Archive pour le Tag 'triplé'

Hollande- lâcheté de la Justice : une triple hypocrisie

Hollande- lâcheté de la Justice : une triple  hypocrisie

 

 

 

La confidence de François Hollande relative à la lâcheté de l’institution judiciaire révèle une triple hypocrisie. La première hypocrisie réside dans le fait que François Hollande a dit le contraire de ce qu’il exprime d’habitude officiellement. La seconde découle de l’attitude de la justice elle-même qui s’y-elle se considérait vraiment injurier devrait porter plainte. Elle se limite à des cris d’orfraie. Dernière hypocrisie, celle de François Hollande qui pour démentir ces propos mal rapportés par les journalistes du monde pourrait lui aussi porter plainte contre les auteurs du livre en question. De tout cela rien, on fait semblant de s’offusquer, semblant de s’excuser, semblant de démentir. Pour preuve François Hollande s’est limité à des « regrets » aux magistrats, d’éteindre la zone la plus menaçante de l’incendie provoqué par ses « confidences » à des journalistes, mais les dégâts semblent loin d’être circonscrits. Le chef de l’Etat dit comprendre la « blessure » née de ses propos qualifiant la justice d’ »institution de lâcheté » parus dans « Un président ne devrait pas dire ça ». « C’est un début de réponse.

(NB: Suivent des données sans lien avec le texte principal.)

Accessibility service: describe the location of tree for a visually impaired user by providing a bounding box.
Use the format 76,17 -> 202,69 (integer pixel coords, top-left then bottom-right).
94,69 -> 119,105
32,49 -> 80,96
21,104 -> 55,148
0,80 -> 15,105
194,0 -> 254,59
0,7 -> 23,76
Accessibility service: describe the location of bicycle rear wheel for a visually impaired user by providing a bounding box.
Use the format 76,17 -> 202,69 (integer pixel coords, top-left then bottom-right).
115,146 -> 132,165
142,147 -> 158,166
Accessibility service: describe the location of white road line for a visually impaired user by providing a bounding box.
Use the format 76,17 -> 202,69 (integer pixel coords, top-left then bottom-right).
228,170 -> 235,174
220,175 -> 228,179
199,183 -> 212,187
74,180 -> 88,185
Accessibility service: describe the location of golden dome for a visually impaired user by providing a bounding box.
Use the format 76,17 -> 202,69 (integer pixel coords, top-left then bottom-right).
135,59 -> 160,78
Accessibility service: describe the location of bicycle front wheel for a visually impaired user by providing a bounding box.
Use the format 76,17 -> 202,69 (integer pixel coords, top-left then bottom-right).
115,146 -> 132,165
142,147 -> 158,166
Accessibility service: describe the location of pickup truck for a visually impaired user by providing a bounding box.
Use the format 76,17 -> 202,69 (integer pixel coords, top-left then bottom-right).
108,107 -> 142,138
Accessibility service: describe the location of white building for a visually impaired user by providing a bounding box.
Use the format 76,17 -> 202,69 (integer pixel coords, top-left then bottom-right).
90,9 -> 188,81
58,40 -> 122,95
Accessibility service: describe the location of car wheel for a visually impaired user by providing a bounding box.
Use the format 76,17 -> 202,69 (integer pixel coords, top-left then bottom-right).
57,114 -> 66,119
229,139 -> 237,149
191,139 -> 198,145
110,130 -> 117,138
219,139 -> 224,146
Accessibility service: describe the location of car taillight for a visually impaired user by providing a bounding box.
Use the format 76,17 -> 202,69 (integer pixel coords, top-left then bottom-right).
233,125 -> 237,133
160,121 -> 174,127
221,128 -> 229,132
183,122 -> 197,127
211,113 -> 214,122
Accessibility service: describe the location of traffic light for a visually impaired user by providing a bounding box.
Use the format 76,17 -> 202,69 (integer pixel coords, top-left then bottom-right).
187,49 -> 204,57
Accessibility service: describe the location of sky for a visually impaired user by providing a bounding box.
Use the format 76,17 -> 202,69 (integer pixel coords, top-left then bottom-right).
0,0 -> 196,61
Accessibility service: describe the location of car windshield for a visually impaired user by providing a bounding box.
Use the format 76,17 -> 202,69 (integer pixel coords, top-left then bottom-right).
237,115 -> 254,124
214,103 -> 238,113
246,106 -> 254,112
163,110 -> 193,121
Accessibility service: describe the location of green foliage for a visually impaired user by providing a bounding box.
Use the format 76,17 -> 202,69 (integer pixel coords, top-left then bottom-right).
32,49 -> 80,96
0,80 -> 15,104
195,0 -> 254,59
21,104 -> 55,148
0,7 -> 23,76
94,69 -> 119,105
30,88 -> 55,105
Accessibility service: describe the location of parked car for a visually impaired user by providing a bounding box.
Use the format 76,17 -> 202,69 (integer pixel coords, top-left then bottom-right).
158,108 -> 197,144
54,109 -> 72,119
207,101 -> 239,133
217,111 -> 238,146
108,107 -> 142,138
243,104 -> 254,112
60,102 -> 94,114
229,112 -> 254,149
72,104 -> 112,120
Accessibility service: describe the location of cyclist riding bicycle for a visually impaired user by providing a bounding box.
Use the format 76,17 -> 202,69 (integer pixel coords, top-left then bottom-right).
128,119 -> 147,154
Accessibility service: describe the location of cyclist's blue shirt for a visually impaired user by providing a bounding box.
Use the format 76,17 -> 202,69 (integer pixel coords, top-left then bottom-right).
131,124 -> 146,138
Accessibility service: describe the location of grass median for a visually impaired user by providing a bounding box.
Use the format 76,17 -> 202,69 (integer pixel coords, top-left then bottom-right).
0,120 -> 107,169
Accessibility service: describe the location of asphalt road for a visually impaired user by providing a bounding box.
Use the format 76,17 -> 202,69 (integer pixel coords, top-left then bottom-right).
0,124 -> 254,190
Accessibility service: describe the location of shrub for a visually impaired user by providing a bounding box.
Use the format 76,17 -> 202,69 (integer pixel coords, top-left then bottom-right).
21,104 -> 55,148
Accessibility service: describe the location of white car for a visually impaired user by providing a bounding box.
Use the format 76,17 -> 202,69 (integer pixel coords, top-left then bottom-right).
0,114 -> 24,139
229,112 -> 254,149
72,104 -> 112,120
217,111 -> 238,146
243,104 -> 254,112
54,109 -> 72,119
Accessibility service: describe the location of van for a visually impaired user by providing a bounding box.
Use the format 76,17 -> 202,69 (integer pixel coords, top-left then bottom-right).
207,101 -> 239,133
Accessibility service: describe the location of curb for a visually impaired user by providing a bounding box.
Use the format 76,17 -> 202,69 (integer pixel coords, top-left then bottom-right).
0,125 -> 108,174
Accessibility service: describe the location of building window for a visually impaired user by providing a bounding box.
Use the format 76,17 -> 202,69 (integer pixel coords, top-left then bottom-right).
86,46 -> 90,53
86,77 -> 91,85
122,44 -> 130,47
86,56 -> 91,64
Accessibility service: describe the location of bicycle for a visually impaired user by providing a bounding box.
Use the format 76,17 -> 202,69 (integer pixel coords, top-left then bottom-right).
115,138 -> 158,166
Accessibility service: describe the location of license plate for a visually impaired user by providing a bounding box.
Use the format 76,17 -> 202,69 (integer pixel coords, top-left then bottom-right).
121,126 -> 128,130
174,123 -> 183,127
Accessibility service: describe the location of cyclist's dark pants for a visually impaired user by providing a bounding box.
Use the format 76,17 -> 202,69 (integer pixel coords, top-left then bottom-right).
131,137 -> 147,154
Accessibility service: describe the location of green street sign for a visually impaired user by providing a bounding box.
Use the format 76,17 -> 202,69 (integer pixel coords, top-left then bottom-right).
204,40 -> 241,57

Sans ça, la crise risquait de s’enkyster, c’est une manière d’éviter ça », a dit à Reuters Olivier Janson, secrétaire général adjoint de l’Union syndicale des magistrats (USM), majoritaire. Le monde judiciaire n’est pas le seul à s’être offusqué des propos tenus lors d’une soixantaine d’entretiens avec deux journalistes du Monde. A l’instar de nombreux élus PS, le président de l’Assemblée nationale, Claude Bartolone, et le Premier secrétaire du Parti socialiste, Jean-Christophe Cambadélis, ont pressé le président de « s’exprimer vite » pour clarifier ses propos dont la révélation irrite à six mois de la présidentielle. Claude Bartolone, « stupéfait », s’est interrogé sur la « volonté » de François Hollande d’être candidat. La question se pose en effet de savoir si François Hollande n’a pas décidé de saboter son avenir politique ou alors c’est qu’il est complètement inconscient. Une hypothèse qui n’est pas à écarter tellement il est incapable de faire la moindre autocritique sur sa gestion du quinquennat. (Avec Reuters)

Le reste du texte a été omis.